Bacon-Wrapped Sriracha Chicken Lollipops

Bacon-Wrapped Sriracha Chicken Lollipops

(1 review) Write a Review




Jacob Schmier


  •  2 pounds chicken drumsticks (6-10) 1 pound bacon 

Sriracha BBQ Sauce (Glaze) 

  • 1 tablespoon olive oil 
  • 4 garlic cloves, minced 
  • 1/4 cup sriracha 
  • 1/3 cup soy sauce 
  • 1/3 cup rice vinegar 
  • 1/3 cup brown sugar 
  • 1/2 cup ketchup 
  • 2 tablespoons lime juice 
  • 2 tablespoons Worcestershire sauce 
  • 1 tablespoon honey 
  • 1 teaspoon onion powder 
  • *double recipe for extra sauce 
  1.  In a medium sauce pan over medium heat, heat the oil and sauté the garlic until fragrant (approximately 30 seconds) 
  2.  Add remaining ingredients to sauce pan and reduce heat to low. 
  3.  Stir occasionally for 20 minutes or until sauce has thickened while taking care not to let sauce boil. 

Sriracha Marinade 

  • 1/4 cup lime juice 
  • 1/4 cup dijon mustard 
  • 1/4 cup olive oil 
  • 2 tablespoons soy sauce 
  • 2 tablespoons sriracha 
  • 1/4 cup cilantro, chopped 2 cloves garlic, minced 
  • 1 teaspoon ground cumin
  • Rinse chicken drumsticks and pat dry with paper towel.
  • Peel the skin off the drumsticks.
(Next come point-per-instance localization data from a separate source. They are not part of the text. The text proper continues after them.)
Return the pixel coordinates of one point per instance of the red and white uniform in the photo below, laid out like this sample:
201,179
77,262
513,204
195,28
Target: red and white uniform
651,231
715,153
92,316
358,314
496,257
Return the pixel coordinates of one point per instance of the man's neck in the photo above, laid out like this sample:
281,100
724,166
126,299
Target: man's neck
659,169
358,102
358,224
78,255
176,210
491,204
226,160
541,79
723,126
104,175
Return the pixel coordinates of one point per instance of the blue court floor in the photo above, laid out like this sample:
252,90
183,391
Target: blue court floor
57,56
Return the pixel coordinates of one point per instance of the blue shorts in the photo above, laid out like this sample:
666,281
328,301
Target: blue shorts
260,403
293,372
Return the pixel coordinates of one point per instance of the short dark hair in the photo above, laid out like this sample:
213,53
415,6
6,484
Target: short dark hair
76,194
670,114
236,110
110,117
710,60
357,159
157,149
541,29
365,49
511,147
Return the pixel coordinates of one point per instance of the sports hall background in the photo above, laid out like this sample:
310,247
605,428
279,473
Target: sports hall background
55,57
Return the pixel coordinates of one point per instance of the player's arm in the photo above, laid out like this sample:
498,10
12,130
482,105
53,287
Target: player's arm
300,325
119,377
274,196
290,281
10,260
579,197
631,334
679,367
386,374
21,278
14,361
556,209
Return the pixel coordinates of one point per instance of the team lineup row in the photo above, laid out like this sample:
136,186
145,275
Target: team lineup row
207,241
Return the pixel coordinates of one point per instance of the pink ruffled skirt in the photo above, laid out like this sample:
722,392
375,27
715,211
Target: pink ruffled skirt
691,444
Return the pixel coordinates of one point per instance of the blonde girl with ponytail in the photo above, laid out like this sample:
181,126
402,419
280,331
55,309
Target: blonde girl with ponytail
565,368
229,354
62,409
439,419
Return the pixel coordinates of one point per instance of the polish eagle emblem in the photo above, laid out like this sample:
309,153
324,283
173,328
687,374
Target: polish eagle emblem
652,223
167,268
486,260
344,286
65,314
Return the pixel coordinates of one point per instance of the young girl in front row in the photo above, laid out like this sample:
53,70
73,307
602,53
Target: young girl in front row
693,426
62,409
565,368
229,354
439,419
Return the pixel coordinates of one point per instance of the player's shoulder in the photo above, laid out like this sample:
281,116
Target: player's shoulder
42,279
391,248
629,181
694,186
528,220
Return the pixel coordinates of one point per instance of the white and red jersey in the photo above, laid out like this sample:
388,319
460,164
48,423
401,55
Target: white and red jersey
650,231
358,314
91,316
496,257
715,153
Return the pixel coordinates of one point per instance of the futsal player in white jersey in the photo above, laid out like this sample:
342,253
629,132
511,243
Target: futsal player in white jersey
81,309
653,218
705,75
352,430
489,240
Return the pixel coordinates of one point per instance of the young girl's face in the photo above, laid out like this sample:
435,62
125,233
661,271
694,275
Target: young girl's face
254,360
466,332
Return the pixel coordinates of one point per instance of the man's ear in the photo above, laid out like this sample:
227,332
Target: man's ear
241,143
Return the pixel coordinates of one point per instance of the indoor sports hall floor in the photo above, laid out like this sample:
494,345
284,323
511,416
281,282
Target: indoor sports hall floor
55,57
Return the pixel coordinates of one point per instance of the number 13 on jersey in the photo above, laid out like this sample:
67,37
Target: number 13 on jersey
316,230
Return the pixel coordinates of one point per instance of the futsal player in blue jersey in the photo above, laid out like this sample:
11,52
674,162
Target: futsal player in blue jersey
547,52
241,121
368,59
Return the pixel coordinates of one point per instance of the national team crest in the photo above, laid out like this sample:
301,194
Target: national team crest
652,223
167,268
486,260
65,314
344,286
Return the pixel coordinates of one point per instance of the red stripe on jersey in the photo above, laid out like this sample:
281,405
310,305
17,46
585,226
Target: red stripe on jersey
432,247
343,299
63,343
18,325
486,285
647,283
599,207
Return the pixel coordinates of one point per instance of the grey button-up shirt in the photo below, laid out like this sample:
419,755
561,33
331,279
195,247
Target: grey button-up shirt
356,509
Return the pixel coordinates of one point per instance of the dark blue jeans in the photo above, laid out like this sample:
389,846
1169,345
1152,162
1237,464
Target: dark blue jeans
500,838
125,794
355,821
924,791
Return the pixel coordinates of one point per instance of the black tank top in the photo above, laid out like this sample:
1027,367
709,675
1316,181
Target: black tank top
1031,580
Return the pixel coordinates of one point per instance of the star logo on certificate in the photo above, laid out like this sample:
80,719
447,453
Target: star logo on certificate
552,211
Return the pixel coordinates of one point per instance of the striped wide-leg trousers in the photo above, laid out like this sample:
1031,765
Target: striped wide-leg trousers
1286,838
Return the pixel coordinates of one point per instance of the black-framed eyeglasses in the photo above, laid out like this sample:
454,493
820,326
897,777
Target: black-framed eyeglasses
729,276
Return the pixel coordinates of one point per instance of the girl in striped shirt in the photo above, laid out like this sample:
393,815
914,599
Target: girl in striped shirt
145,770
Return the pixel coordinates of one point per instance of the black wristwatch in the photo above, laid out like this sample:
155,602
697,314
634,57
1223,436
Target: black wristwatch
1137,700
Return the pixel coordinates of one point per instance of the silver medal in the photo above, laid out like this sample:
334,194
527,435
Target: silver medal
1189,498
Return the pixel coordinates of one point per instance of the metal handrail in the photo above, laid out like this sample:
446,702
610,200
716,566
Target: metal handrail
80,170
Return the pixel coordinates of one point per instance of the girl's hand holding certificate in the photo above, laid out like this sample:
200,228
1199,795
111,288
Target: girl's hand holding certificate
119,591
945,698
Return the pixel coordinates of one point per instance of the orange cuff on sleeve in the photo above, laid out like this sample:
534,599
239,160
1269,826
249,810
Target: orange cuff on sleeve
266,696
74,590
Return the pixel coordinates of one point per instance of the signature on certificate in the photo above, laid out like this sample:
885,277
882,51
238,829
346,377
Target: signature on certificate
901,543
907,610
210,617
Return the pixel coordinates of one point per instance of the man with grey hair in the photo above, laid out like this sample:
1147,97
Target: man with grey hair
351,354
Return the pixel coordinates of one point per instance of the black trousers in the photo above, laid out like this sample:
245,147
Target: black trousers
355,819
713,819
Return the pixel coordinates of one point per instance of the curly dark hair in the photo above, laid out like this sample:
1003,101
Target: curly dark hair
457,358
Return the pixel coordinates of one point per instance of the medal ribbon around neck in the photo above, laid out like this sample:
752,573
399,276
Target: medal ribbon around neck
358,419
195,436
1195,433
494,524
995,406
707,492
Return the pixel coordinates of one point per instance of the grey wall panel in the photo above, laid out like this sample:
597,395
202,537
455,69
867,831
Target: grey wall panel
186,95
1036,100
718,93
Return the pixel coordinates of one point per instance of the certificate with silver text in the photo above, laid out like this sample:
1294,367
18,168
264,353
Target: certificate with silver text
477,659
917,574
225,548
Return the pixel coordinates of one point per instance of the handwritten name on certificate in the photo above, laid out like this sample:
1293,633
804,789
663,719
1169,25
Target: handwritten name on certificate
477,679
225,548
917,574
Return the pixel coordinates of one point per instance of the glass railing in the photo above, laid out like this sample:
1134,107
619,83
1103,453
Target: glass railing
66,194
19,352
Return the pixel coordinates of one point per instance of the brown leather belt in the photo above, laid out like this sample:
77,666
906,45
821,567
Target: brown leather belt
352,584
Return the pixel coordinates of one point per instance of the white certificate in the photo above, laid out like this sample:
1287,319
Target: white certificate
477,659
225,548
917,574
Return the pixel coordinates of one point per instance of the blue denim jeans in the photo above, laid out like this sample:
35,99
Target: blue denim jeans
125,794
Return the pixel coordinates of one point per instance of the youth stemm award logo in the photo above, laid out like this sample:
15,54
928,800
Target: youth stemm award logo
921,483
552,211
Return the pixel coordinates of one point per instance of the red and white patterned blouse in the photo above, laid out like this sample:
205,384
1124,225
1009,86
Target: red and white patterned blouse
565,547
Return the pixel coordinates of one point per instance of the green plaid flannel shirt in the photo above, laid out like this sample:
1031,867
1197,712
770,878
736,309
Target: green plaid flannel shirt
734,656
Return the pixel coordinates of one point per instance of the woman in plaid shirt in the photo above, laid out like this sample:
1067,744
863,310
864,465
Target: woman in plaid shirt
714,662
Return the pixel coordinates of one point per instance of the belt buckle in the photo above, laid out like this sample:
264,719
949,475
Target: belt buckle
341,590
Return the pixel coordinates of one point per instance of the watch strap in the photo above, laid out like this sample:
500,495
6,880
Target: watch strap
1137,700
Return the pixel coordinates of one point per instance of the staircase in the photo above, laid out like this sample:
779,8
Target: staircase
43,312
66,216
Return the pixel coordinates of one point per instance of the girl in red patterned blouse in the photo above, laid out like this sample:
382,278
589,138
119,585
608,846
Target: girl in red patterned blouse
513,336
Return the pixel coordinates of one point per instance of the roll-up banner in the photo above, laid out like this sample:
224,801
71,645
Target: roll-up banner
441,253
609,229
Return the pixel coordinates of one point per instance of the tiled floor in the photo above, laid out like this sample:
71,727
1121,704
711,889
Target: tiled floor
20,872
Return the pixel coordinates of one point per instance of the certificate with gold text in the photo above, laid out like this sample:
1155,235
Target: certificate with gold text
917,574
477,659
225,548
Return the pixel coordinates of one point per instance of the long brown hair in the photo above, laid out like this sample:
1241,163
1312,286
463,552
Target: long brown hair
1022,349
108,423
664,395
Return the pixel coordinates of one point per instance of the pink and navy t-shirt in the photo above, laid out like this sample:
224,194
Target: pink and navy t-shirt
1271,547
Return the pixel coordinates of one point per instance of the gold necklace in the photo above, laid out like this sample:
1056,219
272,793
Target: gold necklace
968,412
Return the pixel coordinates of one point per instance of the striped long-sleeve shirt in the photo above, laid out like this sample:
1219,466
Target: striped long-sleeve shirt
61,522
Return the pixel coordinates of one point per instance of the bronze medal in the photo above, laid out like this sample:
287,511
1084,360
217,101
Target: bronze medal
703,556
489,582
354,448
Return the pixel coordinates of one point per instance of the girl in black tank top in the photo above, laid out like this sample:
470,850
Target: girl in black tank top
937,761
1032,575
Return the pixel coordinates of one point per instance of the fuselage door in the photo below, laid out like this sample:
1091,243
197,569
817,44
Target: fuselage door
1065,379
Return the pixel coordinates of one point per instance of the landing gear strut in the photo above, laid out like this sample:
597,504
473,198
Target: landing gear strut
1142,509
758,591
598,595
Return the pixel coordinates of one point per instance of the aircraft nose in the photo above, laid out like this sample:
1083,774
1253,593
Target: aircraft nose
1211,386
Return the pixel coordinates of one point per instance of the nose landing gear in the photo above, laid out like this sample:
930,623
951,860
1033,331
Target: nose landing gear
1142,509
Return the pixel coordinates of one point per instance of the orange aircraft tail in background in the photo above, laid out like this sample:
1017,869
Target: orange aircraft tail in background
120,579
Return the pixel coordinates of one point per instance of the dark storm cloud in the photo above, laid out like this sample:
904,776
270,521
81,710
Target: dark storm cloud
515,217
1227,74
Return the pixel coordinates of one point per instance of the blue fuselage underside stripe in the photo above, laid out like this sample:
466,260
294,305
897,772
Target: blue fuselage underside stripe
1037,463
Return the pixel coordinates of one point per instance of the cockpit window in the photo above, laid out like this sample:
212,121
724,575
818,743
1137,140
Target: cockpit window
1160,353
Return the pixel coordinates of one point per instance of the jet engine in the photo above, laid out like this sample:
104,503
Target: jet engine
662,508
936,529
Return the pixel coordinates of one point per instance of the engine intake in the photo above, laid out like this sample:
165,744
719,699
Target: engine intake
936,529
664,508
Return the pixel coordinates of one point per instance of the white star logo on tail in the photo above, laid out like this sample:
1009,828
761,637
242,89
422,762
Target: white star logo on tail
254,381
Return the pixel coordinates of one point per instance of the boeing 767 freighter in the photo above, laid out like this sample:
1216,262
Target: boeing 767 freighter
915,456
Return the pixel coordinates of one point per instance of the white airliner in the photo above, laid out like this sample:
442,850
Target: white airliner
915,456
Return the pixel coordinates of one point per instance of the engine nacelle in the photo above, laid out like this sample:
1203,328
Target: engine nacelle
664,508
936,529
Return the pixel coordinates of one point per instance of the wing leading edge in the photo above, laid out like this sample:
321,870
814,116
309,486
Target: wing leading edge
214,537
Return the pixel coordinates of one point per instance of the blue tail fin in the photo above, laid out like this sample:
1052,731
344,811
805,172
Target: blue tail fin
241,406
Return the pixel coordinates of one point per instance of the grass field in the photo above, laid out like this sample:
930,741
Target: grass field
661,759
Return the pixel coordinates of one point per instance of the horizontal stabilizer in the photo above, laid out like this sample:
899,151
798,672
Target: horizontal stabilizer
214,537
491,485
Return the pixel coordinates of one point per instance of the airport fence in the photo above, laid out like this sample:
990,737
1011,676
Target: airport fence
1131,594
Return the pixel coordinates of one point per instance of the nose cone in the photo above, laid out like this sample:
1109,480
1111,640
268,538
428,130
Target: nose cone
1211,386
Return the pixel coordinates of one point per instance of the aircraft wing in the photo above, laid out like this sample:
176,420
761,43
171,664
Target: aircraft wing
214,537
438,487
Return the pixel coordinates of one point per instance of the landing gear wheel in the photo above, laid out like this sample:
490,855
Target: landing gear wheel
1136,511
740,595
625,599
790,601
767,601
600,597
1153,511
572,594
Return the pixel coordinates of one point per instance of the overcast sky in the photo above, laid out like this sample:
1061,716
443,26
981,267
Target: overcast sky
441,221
The bacon helps maintain moisture and keeps the chicken from drying out.
  • Combine marinade ingredients, submerge chicken, and marinade in refrigerator for 4-6 hours. Remove chicken & discard marinade.
  • Using a sharp knife, cut around the bone, close to the knuckle end of the drumstick. Cut through tendons then press the meat down firmly to form a lollipop, trimming loose tendons with knife or kitchen scissors for better presentation. Pull remaining skin and cartilage off the knobby end of the drumstick and clean it up with a knife or kitchen scissors.
  • Wrap each drumstick with a piece of bacon and stand upright on Frogmat or wire rack for easy transfer to/from Rec Tec.
  • Smoke at 250° for 2 hours with CookinPellets Perfect Mix, brushing with glaze every 10 minutes for last 40 minutes. Increase temperature to 300° for last 10 minutes as necessary to ensure a minimum internal temperature of 165°.


1 Review

  • Lollipops

    Posted by Mike Lambert on 31st May 2018

    I have made these multiple times. Excellent taste not too hot. As a option to save time, you don't have to make the leg a lollipop. Leave the leg whole. Great party treat. Everyone loves them.